Philipp Trommler's Blog

FOSDEM 2024: A Review

Last weekend I was in Brussels to attend FOSDEM. As always, it was a real pleasure to be there and I don't even regret that I had to drive for eight hours more than I was actually at the fair.

Published (modified ) by Philipp Trommler. This article has also been translated to: da, de.

The strange thing is, that I cannot really say what drives me there year after year. I rarely see, learn or hear anything groundbreakingly new at FOSDEM as I tend to be quite up to date in the Free Software world1. And I could also just watch those live streams or the recordings afterwards2.

I think I'm nowadays driven more by the urge to just be there. Seeing the others, the feeling that you're not the only one caring for that stuff, publicly representing the community, giving faces to all those names, "smelling the gnu".

That doesn't mean the talks weren't good though. I spent my Saturday afternoon in the "Debuggers and analysis tools devroom" and the Sunday morning in the "Open Hardware and CAD/CAM devroom". Both were very well3 organised and had some amazing talks. Though one concerning observation I made in both of those rooms was that the people interested in that kind of stuff just seem to get older alongside me and that there weren't too many young folks attending.

Maybe that impression is false but if not we should try to make the foundations more interesting again, because no matter how serverless your cloud workflow might be, someone has to work on the low-level stuff to get it running. And that touches the second thing I was thinking more about in the last couple of days: I'm not that interested in those bare "Open Source this", "Open Source that" talks anymore. For me personally, Free Software just works nowadays, there are no fundamental technical issues anymore. The topics I consider way more important now are Open (and Free!) Hardware and (hold your breath) communities and politics. Maybe the most important talks and devrooms this year were about the EU's CRA and PLD.
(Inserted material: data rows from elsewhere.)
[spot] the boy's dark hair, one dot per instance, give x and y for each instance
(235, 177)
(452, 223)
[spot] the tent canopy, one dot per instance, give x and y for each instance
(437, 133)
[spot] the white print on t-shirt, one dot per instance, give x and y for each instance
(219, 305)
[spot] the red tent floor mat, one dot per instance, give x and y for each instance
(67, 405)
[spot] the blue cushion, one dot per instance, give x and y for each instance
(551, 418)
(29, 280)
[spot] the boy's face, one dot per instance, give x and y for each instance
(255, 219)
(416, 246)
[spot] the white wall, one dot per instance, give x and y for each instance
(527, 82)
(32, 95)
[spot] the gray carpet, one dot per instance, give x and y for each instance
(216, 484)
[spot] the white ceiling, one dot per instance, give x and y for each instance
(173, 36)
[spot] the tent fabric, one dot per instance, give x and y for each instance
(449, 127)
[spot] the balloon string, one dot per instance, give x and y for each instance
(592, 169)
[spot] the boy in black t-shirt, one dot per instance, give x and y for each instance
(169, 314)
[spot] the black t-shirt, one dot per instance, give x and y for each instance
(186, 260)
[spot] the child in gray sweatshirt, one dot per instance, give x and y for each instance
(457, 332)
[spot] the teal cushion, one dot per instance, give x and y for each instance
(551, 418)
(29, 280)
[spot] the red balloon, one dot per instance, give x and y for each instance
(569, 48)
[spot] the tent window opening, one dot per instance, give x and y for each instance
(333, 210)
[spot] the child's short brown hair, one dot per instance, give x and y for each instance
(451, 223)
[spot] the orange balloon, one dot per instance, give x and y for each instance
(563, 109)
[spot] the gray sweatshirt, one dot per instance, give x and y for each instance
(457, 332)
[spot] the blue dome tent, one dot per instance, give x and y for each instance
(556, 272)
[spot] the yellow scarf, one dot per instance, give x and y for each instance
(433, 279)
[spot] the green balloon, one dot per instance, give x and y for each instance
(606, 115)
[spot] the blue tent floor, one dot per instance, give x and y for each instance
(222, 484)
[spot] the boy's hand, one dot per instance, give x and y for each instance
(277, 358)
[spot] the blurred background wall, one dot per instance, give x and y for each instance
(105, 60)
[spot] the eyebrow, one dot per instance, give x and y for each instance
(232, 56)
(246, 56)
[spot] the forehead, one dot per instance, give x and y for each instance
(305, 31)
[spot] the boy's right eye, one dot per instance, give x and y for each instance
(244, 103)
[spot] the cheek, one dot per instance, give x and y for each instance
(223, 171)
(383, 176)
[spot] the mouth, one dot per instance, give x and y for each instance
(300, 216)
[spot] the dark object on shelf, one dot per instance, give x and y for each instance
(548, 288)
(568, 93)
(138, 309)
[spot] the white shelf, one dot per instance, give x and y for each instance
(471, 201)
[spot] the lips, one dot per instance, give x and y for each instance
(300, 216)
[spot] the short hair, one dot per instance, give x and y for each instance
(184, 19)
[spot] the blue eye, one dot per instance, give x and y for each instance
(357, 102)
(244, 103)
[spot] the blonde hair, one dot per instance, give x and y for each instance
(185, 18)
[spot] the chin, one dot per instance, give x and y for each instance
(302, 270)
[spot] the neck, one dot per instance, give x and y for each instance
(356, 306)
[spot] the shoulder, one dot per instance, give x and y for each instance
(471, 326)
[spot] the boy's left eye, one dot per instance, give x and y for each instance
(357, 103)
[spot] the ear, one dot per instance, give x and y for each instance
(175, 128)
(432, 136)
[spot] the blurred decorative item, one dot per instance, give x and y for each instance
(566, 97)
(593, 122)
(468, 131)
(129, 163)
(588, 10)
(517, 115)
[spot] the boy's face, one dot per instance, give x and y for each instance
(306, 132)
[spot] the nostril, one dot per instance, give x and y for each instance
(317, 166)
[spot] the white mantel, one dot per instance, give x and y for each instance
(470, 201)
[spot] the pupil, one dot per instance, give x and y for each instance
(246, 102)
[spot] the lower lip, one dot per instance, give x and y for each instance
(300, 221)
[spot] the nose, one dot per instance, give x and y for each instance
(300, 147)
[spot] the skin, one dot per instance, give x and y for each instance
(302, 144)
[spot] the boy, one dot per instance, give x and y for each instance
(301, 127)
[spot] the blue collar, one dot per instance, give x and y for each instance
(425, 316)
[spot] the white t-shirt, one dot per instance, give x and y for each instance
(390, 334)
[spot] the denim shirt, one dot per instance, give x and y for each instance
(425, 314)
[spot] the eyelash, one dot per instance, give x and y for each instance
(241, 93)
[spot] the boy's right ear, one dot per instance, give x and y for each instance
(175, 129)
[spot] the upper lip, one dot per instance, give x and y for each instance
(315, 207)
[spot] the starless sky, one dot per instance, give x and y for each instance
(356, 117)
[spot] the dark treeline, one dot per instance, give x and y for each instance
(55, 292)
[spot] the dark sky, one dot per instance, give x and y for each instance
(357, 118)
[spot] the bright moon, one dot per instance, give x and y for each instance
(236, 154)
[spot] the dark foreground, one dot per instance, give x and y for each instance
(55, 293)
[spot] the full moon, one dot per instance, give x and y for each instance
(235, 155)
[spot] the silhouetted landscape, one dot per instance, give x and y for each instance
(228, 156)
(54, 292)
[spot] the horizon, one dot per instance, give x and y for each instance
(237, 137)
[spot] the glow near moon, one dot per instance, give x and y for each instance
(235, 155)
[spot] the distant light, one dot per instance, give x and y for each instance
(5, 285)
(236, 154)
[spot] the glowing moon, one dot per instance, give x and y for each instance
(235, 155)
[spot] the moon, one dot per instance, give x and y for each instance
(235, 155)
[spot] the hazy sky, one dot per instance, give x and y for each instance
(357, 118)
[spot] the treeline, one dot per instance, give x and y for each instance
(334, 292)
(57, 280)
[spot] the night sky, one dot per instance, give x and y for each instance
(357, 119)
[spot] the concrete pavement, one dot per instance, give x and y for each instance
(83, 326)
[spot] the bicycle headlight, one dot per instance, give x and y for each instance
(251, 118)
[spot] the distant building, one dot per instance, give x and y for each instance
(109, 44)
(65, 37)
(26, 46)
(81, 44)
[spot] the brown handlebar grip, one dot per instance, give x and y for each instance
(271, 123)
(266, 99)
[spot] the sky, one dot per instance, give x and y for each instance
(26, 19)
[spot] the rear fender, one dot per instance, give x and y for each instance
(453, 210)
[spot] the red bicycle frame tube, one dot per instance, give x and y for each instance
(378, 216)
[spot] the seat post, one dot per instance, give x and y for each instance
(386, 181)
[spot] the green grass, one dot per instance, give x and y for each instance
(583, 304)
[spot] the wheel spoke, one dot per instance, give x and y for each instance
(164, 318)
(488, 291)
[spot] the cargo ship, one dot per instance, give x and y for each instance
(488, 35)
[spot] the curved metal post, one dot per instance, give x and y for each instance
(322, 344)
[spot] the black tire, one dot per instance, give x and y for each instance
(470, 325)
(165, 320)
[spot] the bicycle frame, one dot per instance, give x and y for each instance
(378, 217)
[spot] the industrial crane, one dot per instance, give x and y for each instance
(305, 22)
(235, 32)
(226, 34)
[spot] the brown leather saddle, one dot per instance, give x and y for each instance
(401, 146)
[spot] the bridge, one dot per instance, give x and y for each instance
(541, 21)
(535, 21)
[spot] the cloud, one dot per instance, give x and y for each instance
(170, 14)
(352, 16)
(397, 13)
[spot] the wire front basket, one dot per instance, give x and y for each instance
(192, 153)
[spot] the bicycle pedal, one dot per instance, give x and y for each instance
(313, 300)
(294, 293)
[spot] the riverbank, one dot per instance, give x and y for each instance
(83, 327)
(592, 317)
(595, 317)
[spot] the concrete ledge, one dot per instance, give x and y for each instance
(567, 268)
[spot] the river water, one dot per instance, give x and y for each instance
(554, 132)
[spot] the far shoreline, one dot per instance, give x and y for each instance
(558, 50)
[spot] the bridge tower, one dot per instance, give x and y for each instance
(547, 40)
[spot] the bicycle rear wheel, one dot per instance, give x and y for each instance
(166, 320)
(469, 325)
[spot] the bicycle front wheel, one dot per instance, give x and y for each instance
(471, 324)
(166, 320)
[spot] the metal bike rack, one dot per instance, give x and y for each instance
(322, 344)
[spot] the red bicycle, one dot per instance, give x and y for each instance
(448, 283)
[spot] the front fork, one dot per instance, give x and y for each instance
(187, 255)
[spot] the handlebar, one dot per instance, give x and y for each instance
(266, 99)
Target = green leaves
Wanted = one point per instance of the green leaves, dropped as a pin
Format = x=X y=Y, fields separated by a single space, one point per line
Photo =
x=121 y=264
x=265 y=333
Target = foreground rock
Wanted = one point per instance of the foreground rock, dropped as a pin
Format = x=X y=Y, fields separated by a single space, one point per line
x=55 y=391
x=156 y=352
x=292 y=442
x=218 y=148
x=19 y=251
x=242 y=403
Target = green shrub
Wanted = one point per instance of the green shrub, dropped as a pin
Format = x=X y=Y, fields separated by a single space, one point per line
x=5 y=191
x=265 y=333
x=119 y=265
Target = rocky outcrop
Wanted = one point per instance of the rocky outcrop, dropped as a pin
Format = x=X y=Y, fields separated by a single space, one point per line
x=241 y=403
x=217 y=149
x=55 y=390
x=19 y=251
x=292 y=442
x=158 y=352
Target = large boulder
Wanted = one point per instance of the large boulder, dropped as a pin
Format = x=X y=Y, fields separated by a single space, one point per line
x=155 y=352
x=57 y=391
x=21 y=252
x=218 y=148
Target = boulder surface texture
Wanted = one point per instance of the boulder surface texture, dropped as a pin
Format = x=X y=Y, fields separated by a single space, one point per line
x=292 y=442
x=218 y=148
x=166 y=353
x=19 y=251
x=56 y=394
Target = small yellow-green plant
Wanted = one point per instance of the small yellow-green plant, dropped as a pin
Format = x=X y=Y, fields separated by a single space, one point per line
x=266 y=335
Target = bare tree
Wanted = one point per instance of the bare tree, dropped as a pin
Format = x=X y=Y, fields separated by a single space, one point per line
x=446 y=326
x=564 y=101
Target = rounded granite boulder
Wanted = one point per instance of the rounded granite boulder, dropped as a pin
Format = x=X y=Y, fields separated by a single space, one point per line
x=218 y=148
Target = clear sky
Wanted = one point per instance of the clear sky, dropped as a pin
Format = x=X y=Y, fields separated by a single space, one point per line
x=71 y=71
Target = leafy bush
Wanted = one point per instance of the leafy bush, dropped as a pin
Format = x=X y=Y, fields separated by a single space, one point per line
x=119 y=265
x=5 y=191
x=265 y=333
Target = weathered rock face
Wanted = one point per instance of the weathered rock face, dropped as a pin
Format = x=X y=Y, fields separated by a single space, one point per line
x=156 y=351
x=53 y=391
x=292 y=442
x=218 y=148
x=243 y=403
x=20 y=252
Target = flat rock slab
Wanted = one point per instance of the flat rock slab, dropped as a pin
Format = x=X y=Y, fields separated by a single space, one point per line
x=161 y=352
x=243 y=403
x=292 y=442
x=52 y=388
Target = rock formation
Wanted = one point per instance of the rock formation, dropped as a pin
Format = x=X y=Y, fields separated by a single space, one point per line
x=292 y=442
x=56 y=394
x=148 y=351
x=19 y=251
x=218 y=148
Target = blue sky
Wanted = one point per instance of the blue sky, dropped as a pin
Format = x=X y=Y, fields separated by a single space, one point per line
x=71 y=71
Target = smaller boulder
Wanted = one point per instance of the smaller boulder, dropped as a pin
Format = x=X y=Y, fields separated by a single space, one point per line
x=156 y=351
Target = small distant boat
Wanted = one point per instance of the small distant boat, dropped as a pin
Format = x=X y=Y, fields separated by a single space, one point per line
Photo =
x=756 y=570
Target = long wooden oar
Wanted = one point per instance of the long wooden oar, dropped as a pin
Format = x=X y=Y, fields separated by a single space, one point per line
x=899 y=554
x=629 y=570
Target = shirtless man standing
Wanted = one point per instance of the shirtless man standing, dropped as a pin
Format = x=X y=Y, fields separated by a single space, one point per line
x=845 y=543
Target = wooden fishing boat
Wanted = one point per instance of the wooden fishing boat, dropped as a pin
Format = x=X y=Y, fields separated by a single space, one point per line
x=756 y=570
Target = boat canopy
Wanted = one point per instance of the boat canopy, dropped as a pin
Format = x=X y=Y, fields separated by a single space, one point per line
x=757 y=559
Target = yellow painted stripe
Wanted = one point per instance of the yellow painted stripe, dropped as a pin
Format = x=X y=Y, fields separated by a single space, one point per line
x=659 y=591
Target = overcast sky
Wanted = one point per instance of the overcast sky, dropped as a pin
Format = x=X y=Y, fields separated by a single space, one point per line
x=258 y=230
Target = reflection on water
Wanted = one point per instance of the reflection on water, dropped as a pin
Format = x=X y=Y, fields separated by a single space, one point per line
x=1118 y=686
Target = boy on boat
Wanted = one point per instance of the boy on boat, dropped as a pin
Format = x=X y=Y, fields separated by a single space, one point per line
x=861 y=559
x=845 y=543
Back to the "normal" talks, a special mention goes out to Joey Castillo who in my opinion held this year's best talk, "Comprehensible Open Hardware: Building the Open Book". Again, nothing new for me there, but it was just very well made and encouraging.

Other than that, I mostly just roamed from talk to talk, and was lucky enough to get a seat in "So you think you know Git" by Scott Chacon4. During his talk, the whole "La Fontaine" was packed to the last seat and people were thrown out. So no, the overcrowding wasn't any better than before.

As every year, I was also shocked5 by the condition of the ULB buildings, especially buildings U and AW. Holes in the walls, toilets with now lights (nor windows!), dirt and grime everywhere. It amazes me how much is spent on those many, many buildings of the various EU organs and how little is left for a teaching institution6. But you could argue that that might be on purpose.

So, what does all of that leave me with? Well, first of all with a huge backlog of interesting talks. Second, with an anticipation for next year's FOSDEM, its 25th anniversary! And last but not least, with the feeling that — at least in software and hardware — not everything is crap and that there actually are people who do care.

  1. at least in the parts I'm interested in
  2. I mean, let's face it, you have to do that either way for 80% of the talks that interest you because it's just impossible to see everything in person
  3. you could even say professionally
  4. He also generously invited the whole FOSDEM to an after show party in the Waff to promote his new Git client
  5. again, I guess?!
  6. or a nicer city in general

Filed under Community. Tags: fosdem.